After a season of demonic grandparents, a boy lizard who really needed a hug, Allison shooting Boyd full of arrows and Colton Haynes eye-bulging over-acting it’s hard to believe that Teen Wolf could manage to get any more nutty.
Well, fear not naysayers, not only is it crazier, darker and more werewolf infested than ever, it’s also managed to marginally reign itself in.
Scott McCall (played by the harmless but utterly bland Tyler Posey) is on a path of self-help. As he tells his mom he wants to a better son, student and friend-all of which is accomplished by a pile of books, a pull up bar and a vocab of the day calendar.
His search for teenage normalcy is sadly short lived when he learns that Issac (Daniel Sharman) is in danger having been kidnapped. To make matters worse he’s told, reluctantly, by Derek (Tyler Hoechlin) that he’s been kidnapped by a pack of alphas.
The signs were there that something was about to become amiss (well…more than usual) ever since a panicked CGI deer ran headfirst through the windshield of Lydia’s (Holland Roden) car as Allison (Crystal Reed) sat in the passenger seat and followed by the attack of the CGI crows.
Issac is saved of course with the help of Scott and Derek working together and now that they, along with Stiles (Dylan O’Brien) know the truth about the alpha invasion they’re all put at a heightened risk alert. And, we may have seen a shot of what’s supposed to be Boyd and Erica locked away by the alpha gang.
It isn’t Teen Wolf without it’s puppy dog romance and while Lydia is overdoing her apathy at Jacksons departure (with a nice homage to An American Werewolf in London thrown in there) and asserting her sexuality with any pretty thing that turns up on her doorstep (one of the reasons I love her) Allison is more tentative about the possible set ups and dates. And Scott? Well Scott got a tattoo to celebrate not calling her for an entire summer so he might not be the best resource for young love.

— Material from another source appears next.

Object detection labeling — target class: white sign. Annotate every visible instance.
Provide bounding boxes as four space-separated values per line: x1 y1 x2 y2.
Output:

Life lesson: if you wish to reward yourself for a angst-free summer, buy yourself a video game, a pair of shoes, a gift card that will adequately cover your Dunkin Donuts fees for an entire semester-save the tattoo for something maybe, a little more substantial. (This coming from the girl who got her tattoo for successfully making it through high school…)
It does however provide one of the funnier bits of the episode that have Stiles and Scott awkwardly tailing Allison and Lydia who also are finding it difficult to come up with a non-uncomfortable way to interact with them.
This was very much the intro episode. Look at where we came from, look at where we are now and oh, here’s a hint as to what’s to come.
There’s already a body count by the episodes end and if the promos are any indication, it’s only going to increase its stakes.
It’s a wonderfully fun episode to jump start what looks to be an exciting season three. The camp is still confidently cemented in the shows roots-it wouldn’t be the show without it—but there’s a new maturity level to it. Sure, the town might be the most gullible/ignorant since Sunnydale, the dialogue is still cheese-tastic in moments, the acting (I’m looking at you Hoechlin) isn’t always on point and the CGI is a disaster, but it’s assured, there’s some strong and often overlooked narrative to be found, and gems of actors ready to rise (looking to you O’Brien and Reed) and hey, the fight scenes have notably improved. Executive producer Jeff Davis knows what’s at stake, the actors are comfortable in the headspaces of their characters and the writing team seems to have produced a very legitimate threat for the upcoming arc.
What are you most excited for in season three? More romance? More emotional impact or gore? More Stiles? Let me know!
Teen Wolf has never gone out of its way to make exemplary high bar television but what it does better than most of its contemporaries is its ability to exude the true joy it must be in making this show. This is a show that likes the process, exploring its lore and its characters. It’s got charm, I tell yah.